- Born: 30 January 1912
- Died: 18 May 2004 (aged 92)
- Education: Blundell's School, Tiverton, Devon, England
- Alma mater: St John's College, Cambridge Regent Street Polytechnic
- Occupation: Architect
- Spouse(s): Rachel Atkey (d.1968) Bridget (Delia) Lawless
- Parent: Father: J. C. (later Sir John) Squire

= Raglan Squire =

Raglan Squire (30 January 1912 – 18 May 2004) was a British architect known for his building designs in London and many parts of the world. He was also one of the chief architects who rebuilt Eaton Square in London's Belgravia district between 1945 and 1949 as part of the Temporary Housing Programme.

==Early life==
Raglan Squire, the eldest son of the poet and critic J C (later Sir John) Squire, was born in London and educated at Blundell's School in Tiverton and at St John's College, Cambridge to read Architecture. Upon graduation Rag spent a year working on building sites, followed by four years working in architects' offices and studying part-time for his RIBA exams at the Regent Street Polytechnic's evening classes in the early 1930s.

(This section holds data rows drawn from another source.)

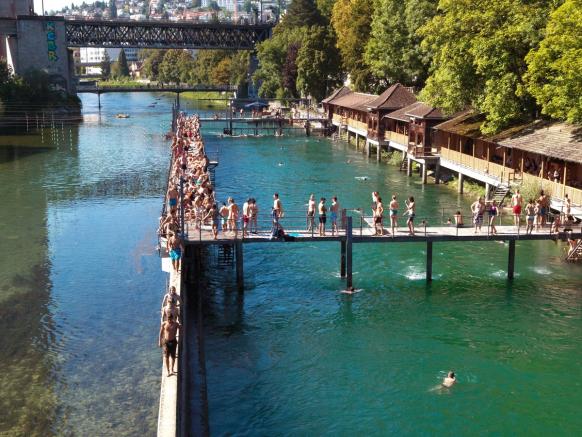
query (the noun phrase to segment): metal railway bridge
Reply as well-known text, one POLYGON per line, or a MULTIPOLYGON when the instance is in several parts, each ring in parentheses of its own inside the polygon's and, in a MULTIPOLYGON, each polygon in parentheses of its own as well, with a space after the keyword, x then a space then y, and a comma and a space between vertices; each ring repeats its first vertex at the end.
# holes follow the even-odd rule
POLYGON ((68 47, 253 50, 274 25, 65 20, 65 32, 68 47))

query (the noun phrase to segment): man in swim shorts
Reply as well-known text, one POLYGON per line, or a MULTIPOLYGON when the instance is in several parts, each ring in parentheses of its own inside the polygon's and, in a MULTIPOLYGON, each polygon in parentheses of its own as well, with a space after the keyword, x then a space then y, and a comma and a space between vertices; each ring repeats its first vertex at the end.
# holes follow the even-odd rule
POLYGON ((315 195, 311 194, 309 196, 309 201, 307 202, 307 232, 313 231, 315 221, 315 195))
POLYGON ((521 215, 521 204, 523 203, 523 197, 519 193, 519 190, 515 190, 515 194, 511 196, 511 208, 513 209, 513 224, 517 226, 519 231, 520 226, 520 215, 521 215))
POLYGON ((471 212, 473 213, 473 224, 475 225, 475 233, 481 232, 481 225, 483 224, 483 214, 485 213, 485 202, 482 197, 479 197, 471 205, 471 212))
POLYGON ((331 218, 331 235, 335 235, 338 232, 337 230, 337 215, 339 211, 339 203, 337 201, 337 197, 333 196, 331 199, 331 206, 329 207, 330 211, 330 218, 331 218))
POLYGON ((396 200, 396 195, 392 196, 390 201, 390 223, 392 225, 392 235, 395 235, 396 228, 398 227, 398 201, 396 200))
POLYGON ((174 320, 174 317, 168 315, 168 320, 160 326, 160 336, 158 347, 164 348, 164 358, 166 362, 166 372, 170 376, 174 373, 174 363, 176 362, 176 347, 178 346, 178 330, 182 326, 174 320), (170 364, 171 362, 171 364, 170 364))
POLYGON ((325 237, 325 222, 327 221, 327 207, 325 206, 325 197, 319 200, 319 236, 325 237))
POLYGON ((170 259, 172 260, 172 267, 174 270, 179 272, 180 271, 180 258, 182 258, 182 251, 184 250, 182 240, 178 237, 177 234, 172 233, 170 238, 168 239, 168 253, 170 255, 170 259))
POLYGON ((178 207, 178 190, 175 186, 171 186, 168 190, 168 205, 170 206, 170 212, 174 212, 178 207))

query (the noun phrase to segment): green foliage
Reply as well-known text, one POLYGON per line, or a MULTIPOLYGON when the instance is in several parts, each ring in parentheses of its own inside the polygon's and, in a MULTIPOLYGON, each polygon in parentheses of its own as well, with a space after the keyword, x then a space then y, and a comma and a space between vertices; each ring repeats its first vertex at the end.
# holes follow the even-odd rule
POLYGON ((285 29, 323 24, 325 20, 314 0, 293 0, 281 21, 281 26, 285 29))
POLYGON ((550 16, 545 38, 526 57, 525 81, 542 112, 582 122, 582 1, 566 0, 550 16))
POLYGON ((441 0, 419 30, 433 56, 421 98, 453 113, 473 106, 491 134, 535 110, 525 56, 539 43, 553 0, 441 0))
POLYGON ((117 57, 117 75, 120 77, 129 76, 129 65, 127 64, 127 57, 125 56, 125 50, 121 49, 119 56, 117 57))
POLYGON ((192 56, 185 50, 166 51, 159 66, 158 80, 163 83, 180 83, 189 59, 191 60, 192 56))
POLYGON ((374 90, 377 83, 364 61, 372 11, 369 0, 337 0, 331 16, 343 68, 357 91, 374 90))
POLYGON ((365 62, 384 86, 423 85, 430 56, 420 49, 418 29, 436 14, 436 0, 375 0, 365 62))
POLYGON ((100 64, 101 67, 101 79, 107 80, 111 76, 111 59, 109 59, 109 53, 105 52, 105 56, 100 64))
POLYGON ((160 72, 160 64, 164 60, 165 50, 142 50, 140 51, 140 57, 143 58, 142 71, 146 77, 157 80, 160 72))

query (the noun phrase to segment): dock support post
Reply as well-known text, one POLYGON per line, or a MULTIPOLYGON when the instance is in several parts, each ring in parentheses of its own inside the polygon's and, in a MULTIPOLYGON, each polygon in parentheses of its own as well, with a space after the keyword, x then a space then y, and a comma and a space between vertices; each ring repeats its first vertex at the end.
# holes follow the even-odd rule
POLYGON ((441 164, 439 161, 437 161, 436 167, 434 168, 434 183, 436 185, 441 183, 441 164))
POLYGON ((459 194, 463 194, 463 183, 464 182, 465 182, 465 175, 463 173, 459 172, 459 186, 457 187, 459 194))
POLYGON ((358 150, 358 146, 360 145, 360 136, 356 132, 356 150, 358 150))
POLYGON ((234 243, 234 251, 236 258, 236 286, 239 292, 244 291, 245 276, 243 270, 243 246, 242 241, 234 243))
POLYGON ((101 111, 101 93, 97 91, 97 108, 101 111))
POLYGON ((426 184, 427 175, 428 175, 428 171, 426 168, 426 161, 425 161, 425 163, 422 164, 422 183, 423 184, 426 184))
POLYGON ((426 280, 432 281, 432 241, 426 242, 426 280))
POLYGON ((489 200, 490 194, 491 194, 491 185, 485 184, 485 200, 489 200))
POLYGON ((340 256, 340 276, 342 278, 346 277, 346 240, 342 240, 341 244, 341 256, 340 256))
POLYGON ((412 159, 406 159, 408 159, 408 162, 406 163, 406 176, 412 176, 412 159))
POLYGON ((515 271, 515 240, 509 240, 509 259, 507 260, 507 279, 513 279, 515 271))
POLYGON ((378 141, 378 147, 376 147, 376 161, 380 162, 381 157, 382 157, 382 146, 380 145, 380 141, 378 141))
POLYGON ((346 291, 354 291, 352 284, 352 217, 346 223, 346 291))

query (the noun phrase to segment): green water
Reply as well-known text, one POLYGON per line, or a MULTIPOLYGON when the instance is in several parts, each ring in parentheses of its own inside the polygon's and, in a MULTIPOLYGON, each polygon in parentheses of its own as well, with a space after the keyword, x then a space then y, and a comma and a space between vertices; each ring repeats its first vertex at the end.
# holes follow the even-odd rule
MULTIPOLYGON (((2 436, 156 432, 171 99, 106 94, 100 116, 83 100, 60 136, 0 136, 2 436)), ((311 192, 414 195, 430 220, 470 202, 346 145, 223 127, 205 127, 220 198, 265 213, 275 190, 289 215, 311 192)), ((230 269, 203 278, 212 434, 577 433, 582 269, 562 254, 518 243, 509 283, 506 245, 435 244, 427 285, 422 244, 356 245, 348 297, 338 243, 245 246, 244 294, 230 269), (459 384, 430 391, 451 368, 459 384)))

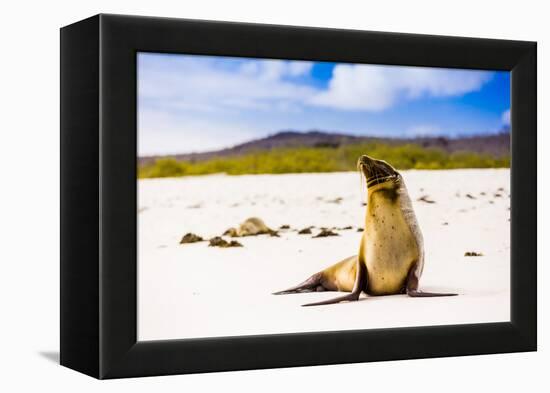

In 1937 Squire set up in practice and during World War II he served with the Royal Engineers and helped establish the RIBA Reconstruction Committee, many of whose recommendations were put into practice during the rebuilding of London after the war.

==Later career==
In 1948 Squire founded Raglan Squire & Partners; their early commissions including educational and industrial buildings. He was also involved in the redevelopment of Eaton Square in Belgravia, working for the Grosvenor Estate, in charge of the conversion of 100 houses in Eaton Square.

In 1952 Squire embarked on his first major overseas project when he was commissioned to design the Engineering College at Rangoon University (now the Pyay campus of University of Medicine 1, Yangon) in Burma. He regarded this project as the high point of his career, and it opened the door to commissions all over the world. He was particularly proud of his design for the assembly hall at Rangoon. His other foreign work included a town planning scheme for Mosul in Iraq, and a report for Baghdad airport, both in 1955.

Throughout the 1950s and 1960s, Raglan Squire & Partners was involved in several British projects, including large office blocks in Croydon and a notable factory at Farnborough.

Squire was also in demand abroad, particularly in Singapore and the Middle East, and had a long relationship with the Hilton Hotel chain, including the Royal Tehran Hilton, the Tunis Hilton, the Cyprus Hilton in Nicosia, the Bahrain Hilton and the 400-room Jakarta Hilton.

In the 1970s he worked in the Netherlands, Jamaica (where he designed the beachside Inter-Continental Hotel at Ocho Rios) and Malta; he also designed the spectacular Bank of America building in Singapore.

Squire retired from active practice in 1981. The architect Michael Squire, of Squire and Partners, is his son, and is probably best known for redesigning the Chelsea Barracks.